Total SA, Vitol Group and Mercuria Energy Group Ltd. are selling crude they hoarded in Saldanha Bay, South Africa, during the 2015-2016 glut when the market effectively paid traders to store oil, according to people familiar with the matter, who asked not to be named discussing private operations.
Crude demand is now seasonally outstripping supply, tightening the physical market for some crude varieties to levels not seen in the last two years and encouraging traders to sell their stored oil.
“The market is selling inventories from everywhere,” Mercuria CEO Marco Dunand said in an interview in Geneva.
Although largely unknown outside the oil trading industry, Saldanha Bay is one of the world’s largest crude storage facilities, with a capacity to hold 45 MMbbl in just six gigantic, partially-buried concrete tanks. By comparison, Cushing, the better-known U.S. oil storage center in Oklahoma that serves as the pricing point for the West Texas Intermediate oil benchmark, can hold about 75 MMbbl in more than 125 tanks.
Mercuria, which operates a blending operation at the South African terminal, has been offering cargoes from the facility, with China the likeliest destination, according to traders with knowledge of matter. Total has also been seeking tankers primarily to load Nigeria’s Escravos crude from its tank in Saldanha Bay. In addition, Vitol has been unwinding its crude stores at both Saldanha Bay and in northwest Europe, the traders said.
Vitol and Mercuria declined to comment on their Saldanha operations. Total didn’t immediately respond to a request for comment.

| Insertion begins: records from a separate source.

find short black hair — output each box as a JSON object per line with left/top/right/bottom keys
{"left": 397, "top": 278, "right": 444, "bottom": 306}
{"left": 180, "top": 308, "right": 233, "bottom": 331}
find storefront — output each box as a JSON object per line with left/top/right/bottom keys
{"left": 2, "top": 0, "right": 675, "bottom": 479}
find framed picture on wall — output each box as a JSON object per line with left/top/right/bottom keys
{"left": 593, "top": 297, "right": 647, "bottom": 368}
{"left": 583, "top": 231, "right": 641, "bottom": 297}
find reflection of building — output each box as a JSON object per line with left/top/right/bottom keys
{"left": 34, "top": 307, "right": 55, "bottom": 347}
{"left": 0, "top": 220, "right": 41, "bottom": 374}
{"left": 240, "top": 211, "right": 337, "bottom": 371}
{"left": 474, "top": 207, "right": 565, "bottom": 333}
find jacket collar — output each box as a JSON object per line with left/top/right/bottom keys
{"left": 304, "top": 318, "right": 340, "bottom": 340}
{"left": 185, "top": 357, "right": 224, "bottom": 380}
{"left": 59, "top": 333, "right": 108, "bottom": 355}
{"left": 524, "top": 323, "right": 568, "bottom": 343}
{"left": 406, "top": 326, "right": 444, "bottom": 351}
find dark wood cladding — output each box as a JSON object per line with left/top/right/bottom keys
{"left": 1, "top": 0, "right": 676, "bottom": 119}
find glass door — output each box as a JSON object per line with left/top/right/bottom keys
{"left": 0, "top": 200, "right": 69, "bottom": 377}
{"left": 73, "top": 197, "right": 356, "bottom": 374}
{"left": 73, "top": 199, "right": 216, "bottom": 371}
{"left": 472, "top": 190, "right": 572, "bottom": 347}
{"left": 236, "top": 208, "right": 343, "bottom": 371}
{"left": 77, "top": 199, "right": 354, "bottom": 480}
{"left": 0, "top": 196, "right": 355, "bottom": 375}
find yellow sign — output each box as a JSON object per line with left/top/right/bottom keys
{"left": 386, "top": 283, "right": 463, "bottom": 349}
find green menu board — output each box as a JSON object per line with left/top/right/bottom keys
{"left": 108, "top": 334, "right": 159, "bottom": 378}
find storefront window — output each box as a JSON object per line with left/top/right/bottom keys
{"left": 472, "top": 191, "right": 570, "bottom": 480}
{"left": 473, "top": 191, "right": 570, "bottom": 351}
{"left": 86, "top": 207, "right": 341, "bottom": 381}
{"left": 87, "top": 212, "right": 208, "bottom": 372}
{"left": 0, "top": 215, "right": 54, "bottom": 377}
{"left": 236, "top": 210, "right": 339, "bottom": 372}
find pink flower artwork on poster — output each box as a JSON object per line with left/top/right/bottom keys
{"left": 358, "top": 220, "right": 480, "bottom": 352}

The structure of the Brent crude oil market has strengthened into so-called backwardation — when near-term prices are more expensive than those in later months, indicating tighter supply. For most of 2015, 2016 and earlier this year, the Brent market was in the opposite condition, known as contango, which encourages stockpiling. Contango allows traders to buy crude, put it into storage and lock-in a profit for a future sale by hedging forward.
“Backwardation is going to increase a bit,” Dunand said in the Sept. 15 interview. “We are seeing a reduction in global inventories, although we can see another build-up in the first quarter of next year,” he added.
Brent futures for next month have risen to a premium of about 30 cents a barrel to those the following month, meaning that timespread is in backwardation. In early July, that spread was in a contango of about 30 cents a barrel. Other key timespreads, including the price difference between the December 2017 and December 2018 contracts — a popular yardstick for measuring market conditions — have also moved into backwardation.
The shift of the Brent curve toward backwardation is “proof that the oil market is re-balancing,” said Amrita Sen, chief oil analyst at consultant Energy Aspects Ltd. in London. “Physical crude differentials are strong globally.”
OPEC officials, along with other big oil producers including Russia, are gathering this week for a meeting to review progress on production curbs agreed last year. The review will help OPEC and non-OPEC oil ministers when they meet in Vienna on Nov. 30 to decide whether to extend their production cuts beyond March 2018.
After months of pessimism, some oil traders see the potential for higher prices next year. Asked at an industry conference in Geneva last week whether he would buy or sell Brent at $60/bbl on average next year, Trafigura Group CFO Christophe Salmon said: “I will buy that.”